То, как легко он произносил мой новый титул, вызывало во мне трепет. Я была уверена, что новизна этого ощущения не пройдет никогда.

— Благодарю тебя, Атирма, это было бы замечательно, — сказала я. — Когда ты сможешь сообщить мне о том, что удалось выяснить?

— При попутном ветре я буду там через полтора дня, — ответил он. — Осмотр займет дня два или три. Перед этим мне нужно просмотреть архивы, чтобы убедиться, что на эти земли никто не претендует. Уверен, что так и окажется.

— Значит, ты дашь мне ответ примерно через неделю. —  Я выпрямилась, бросив последний собственнический взгляд на извилистые контуры карты, что заключала кусочек Египта, принадлежащий исключительно и полностью мне одной. Подавая ему бокал пива, которое, по его словам, он предпочитал вину, я сказала: — Возьми с собой кого-нибудь, кто мог бы оценить плодородие земли и дать совет мне по ее использованию. Я намерена возделывать ее, Атирма.

Он осторожно взял бокал своими искривленными пальцами.

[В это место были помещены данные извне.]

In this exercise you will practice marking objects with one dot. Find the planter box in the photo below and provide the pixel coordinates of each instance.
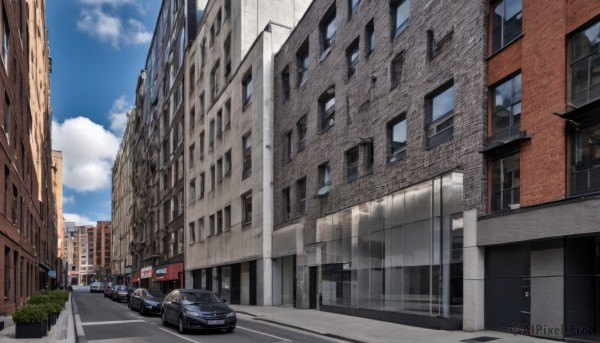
(32, 330)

— Это хорошо, госпожа. Но если ты заставишь ее приносить урожай, тебе нужен честный управляющий. Очень многие женщины гарема, имеющие собственные земли, желают пополнять свои хранилища только безделушками и побрякушками, а их слуги жиреют на всем прочем богатстве. Кроме того, если землю не любить, она не будет хорошо плодоносить.

У меня появилось теплое чувство к этому талантливому маленькому землемеру.

— Мой отец всегда говорил то же самое, — улыбнулась я. — Ты не мог бы рекомендовать такого человека?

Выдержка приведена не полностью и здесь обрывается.